If you add confidence intervals to the plot, you can use the intervals to assess how precise the estimates of the fitted values are. In the first plot below, the lines for the confidence interval are approximately the same width as the predictor increases. In the second plot, the confidence interval gets wider as the value of the predictor increases. The wide interval is partly due to the small amount of data when the temperature is high.
Histogram of residuals
The histogram of the deviance residuals shows the distribution of the residuals for all observations.
Interpretation
| Pattern | What the pattern may indicate |
|---|---|
| A long tail in one direction | Skewness |
| A bar that is far away from the other bars | An outlier |
Because the appearance of a histogram depends on the number of intervals used to group the data, don't use a histogram to assess the normality of the residuals. Instead, use a normal probability plot.
Normal probability plot of residuals
The normal probability plot of the residuals displays the residuals versus their expected values when the distribution is normal.
Interpretation
Use the normal probability plot of the residuals to verify the assumption that the residuals are normally distributed. The normal probability plot of the residuals should approximately follow a straight line.
S-curve implies a distribution with long tails.
Inverted S-curve implies a distribution with short tails.
Downward curve implies a right-skewed distribution.
A few points lying away from the line implies a distribution with outliers.
If you see a nonnormal pattern, use the other residual plots to check for other problems with the model, such as missing terms or a time order effect. If the residuals do not follow a normal distribution, the normal approximation confidence intervals and Wald test p-values can be inaccurate.
Residuals versus fits
The residuals versus fits graph plots the residuals on the y-axis and the fitted values on the x-axis. The plot is meaningful when the data are in Event/Trial format. When the data are in Binary Response/Frequency format, Minitab does not provide this plot.
Interpretation
Use the residuals versus fits plot to verify the assumption that the residuals are randomly distributed. Ideally, the points should fall randomly on both sides of 0, with no recognizable patterns in the points.
| Pattern | What the pattern may indicate |
|---|---|
| Fanning or uneven spreading of residuals across fitted values | An inappropriate link function |
| Curvilinear | A missing higher-order term or an inappropriate link function |
| A point that is far away from zero | An outlier |
| A point that is far away from the other points in the x-direction | An influential point |
Plot with outlier
One of the points is much larger than all of the other points. Therefore, the point is an outlier. If there are too many outliers, the model may not be acceptable. You should try to identify the cause of any outlier. Correct any data entry or measurement errors. Consider removing data values that are associated with abnormal, one-time events (special causes). Then, repeat the analysis.

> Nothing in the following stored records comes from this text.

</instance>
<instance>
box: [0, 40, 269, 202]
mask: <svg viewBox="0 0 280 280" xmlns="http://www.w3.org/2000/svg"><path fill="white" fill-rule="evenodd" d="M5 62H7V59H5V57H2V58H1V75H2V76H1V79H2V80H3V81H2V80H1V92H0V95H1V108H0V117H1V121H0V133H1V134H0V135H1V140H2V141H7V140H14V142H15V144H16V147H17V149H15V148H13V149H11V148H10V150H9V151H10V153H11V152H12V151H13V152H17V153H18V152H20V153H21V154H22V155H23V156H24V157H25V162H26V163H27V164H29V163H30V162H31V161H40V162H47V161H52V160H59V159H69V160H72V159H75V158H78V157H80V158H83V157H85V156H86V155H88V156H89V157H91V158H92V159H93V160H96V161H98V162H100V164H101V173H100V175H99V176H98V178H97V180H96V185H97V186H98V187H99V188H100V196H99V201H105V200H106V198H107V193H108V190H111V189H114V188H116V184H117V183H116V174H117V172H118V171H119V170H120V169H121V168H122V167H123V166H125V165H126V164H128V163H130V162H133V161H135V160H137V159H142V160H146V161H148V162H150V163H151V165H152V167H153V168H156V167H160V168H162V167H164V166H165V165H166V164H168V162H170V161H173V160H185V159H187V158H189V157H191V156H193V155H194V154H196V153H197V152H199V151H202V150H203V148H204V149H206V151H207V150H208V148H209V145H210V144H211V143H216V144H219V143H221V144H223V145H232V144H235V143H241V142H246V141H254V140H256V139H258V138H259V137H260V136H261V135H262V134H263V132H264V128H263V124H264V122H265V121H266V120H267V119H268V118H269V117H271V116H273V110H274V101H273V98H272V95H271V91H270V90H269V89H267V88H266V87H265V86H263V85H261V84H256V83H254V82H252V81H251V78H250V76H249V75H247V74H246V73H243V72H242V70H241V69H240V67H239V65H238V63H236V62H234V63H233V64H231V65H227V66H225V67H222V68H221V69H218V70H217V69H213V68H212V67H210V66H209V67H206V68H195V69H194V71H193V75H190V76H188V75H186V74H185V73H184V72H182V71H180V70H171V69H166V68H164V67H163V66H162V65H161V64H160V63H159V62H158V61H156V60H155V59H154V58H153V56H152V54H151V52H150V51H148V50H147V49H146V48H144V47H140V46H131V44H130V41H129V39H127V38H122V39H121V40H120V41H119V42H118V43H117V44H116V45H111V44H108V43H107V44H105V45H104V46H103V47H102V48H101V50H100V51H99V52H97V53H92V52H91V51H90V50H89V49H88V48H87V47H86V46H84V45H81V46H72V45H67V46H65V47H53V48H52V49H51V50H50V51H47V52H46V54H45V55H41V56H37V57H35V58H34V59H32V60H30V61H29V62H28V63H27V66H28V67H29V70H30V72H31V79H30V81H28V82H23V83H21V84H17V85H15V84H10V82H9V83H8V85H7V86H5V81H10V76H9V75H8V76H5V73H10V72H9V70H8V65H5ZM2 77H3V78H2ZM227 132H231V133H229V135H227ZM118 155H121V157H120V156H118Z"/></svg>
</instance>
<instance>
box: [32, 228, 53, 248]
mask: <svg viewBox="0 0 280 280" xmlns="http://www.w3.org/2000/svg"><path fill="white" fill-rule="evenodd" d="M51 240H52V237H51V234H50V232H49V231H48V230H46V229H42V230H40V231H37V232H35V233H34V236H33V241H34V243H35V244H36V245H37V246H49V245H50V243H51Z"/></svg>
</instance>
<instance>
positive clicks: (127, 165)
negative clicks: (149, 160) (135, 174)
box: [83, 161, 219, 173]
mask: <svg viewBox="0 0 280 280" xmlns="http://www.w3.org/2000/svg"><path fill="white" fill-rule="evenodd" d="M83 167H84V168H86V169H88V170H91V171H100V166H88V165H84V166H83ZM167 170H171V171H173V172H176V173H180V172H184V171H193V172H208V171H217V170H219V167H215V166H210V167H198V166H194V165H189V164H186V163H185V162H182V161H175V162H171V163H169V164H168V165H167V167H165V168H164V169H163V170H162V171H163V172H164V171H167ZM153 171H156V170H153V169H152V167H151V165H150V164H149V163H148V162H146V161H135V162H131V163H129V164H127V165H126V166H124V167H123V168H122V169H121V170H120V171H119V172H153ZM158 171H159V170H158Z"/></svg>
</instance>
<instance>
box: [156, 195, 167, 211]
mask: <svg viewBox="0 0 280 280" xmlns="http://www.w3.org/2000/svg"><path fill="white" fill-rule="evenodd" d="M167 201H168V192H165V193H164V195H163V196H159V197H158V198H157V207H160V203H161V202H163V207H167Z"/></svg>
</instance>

Plot with nonconstant variance
The variance of the residuals increases with the fitted values. Notice that, as the value of the fits increases, the scatter among the residuals widens. This pattern indicates that the variances of the residuals are unequal (nonconstant).
| Issue | Possible solution |
|---|---|
| Nonconstant variance | Consider using different terms in the model, a different link function, or weights. |
| An outlier or influential point |
|
Residuals versus order
The residuals versus order plot displays the residuals in the order that the data were collected.
Interpretation
Trend
Shift
Cycle
Residuals versus the variables
The residual versus variables plot displays the residuals versus another variable. The variable could already be included in your model. Or, the variable may not be in the model, but you suspect it affects the response.
Interpretation
If you see a non-random pattern in the residuals, it indicates that the variable affects the response in a systematic way. Consider including this variable in an analysis.